The wide availability of his music has led to it being used in thousands of films and millions of videos on YouTube and other social media sites. As of 2017, his music is featured on one of the live feeds from the International Space Station, Earth From Space. The media that featured his music varies much, from Martin Scorsese's 2011 film Hugo to pornographic films. One of his songs, "Monkeys Spinning Monkeys", released on February 3, 2014, is among the most played on TikTok; from January through June 2021, it was played over 31.6 billion times. When Will Ferrell and Kristen Wiig presented an award at the 2024 Golden Globes, their use of MacLeod's 2010 song "Fluffing a Duck" was widely noted and gave him considerable attention.

== Artistry and legacy ==

Since 2020, MacLeod has used artificial intelligence, especially Suno AI, to produce music. MacLeod does not publish any music created using Suno to Incompetech, music stores, or streaming services.

The film critic Neely Swanson writes of MacLeod's music, "There was always a familiar quality to it. His music summons up a mood or feeling that's instantly recognizable. There is nothing new, just something that will already be satisfying."

MacLeod has been labelled as "arguably the most prolific composer you've never heard of – although it's very likely you've heard his music" by Glenn Kenny of The New York Times.
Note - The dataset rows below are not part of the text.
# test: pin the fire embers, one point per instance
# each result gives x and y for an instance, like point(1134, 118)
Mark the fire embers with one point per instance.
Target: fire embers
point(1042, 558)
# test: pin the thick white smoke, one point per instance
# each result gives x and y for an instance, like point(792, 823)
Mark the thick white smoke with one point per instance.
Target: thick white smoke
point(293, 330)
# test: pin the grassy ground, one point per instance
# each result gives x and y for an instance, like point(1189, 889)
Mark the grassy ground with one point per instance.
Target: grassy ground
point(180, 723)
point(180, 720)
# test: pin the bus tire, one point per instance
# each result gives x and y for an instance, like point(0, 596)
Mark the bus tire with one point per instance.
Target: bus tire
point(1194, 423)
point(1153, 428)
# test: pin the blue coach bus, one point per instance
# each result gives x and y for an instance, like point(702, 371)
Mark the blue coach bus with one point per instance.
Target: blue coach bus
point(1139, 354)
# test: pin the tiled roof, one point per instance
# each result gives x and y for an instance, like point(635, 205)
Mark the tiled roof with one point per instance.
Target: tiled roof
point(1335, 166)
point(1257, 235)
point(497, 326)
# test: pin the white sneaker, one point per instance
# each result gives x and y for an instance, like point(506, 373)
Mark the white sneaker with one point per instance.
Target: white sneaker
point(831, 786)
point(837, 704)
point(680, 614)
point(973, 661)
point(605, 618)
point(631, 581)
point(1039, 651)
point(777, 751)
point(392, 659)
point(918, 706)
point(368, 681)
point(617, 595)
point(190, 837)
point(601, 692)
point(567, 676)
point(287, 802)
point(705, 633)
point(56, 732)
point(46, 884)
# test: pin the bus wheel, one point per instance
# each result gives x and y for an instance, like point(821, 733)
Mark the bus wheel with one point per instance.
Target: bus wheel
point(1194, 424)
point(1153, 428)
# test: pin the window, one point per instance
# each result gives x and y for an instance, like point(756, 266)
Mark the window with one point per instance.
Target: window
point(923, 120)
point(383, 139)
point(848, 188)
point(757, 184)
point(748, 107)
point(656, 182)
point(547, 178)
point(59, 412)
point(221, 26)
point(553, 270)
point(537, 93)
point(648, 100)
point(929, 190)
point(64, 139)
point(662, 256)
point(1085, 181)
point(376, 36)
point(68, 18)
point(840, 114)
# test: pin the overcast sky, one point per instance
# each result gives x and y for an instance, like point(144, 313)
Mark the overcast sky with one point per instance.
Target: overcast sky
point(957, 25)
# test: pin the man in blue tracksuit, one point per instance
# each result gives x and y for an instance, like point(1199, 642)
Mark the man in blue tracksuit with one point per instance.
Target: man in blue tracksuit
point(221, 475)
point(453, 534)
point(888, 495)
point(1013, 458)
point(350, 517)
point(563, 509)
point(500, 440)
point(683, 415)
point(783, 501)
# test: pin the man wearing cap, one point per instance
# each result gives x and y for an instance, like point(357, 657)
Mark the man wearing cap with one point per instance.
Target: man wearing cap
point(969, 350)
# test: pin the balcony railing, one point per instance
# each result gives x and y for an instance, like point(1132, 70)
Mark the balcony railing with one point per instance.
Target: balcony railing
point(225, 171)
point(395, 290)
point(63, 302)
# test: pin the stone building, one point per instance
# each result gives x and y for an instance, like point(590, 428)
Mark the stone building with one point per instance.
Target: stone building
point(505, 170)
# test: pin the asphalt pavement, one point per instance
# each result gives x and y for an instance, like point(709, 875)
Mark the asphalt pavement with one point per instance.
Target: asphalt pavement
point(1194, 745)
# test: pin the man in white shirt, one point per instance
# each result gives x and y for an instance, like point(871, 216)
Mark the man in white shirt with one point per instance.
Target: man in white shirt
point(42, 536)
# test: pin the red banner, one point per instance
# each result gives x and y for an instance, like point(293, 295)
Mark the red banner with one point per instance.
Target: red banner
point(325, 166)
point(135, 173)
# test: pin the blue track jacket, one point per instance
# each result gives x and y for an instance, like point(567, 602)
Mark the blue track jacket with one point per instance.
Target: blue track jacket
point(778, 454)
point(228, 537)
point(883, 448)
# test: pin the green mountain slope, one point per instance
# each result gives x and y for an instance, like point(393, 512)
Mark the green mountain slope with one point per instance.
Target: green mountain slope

Kenny further describes him as "a pioneer both of digital production and distribution," while the critic Justin Curto notes that he is "a bit of a legend in the space [of royalty music]."

MacLeod's work has been detailed in Ryan Camarda's 2020 documentary Royalty Free: The Music of Kevin MacLeod.

===Awards and accolades===
In 2015, the European Web Video Academy awarded MacLeod the International Honorary Web Video Award at the 2015 German Web Video Awards for his lifetime achievement in influencing the German web video community.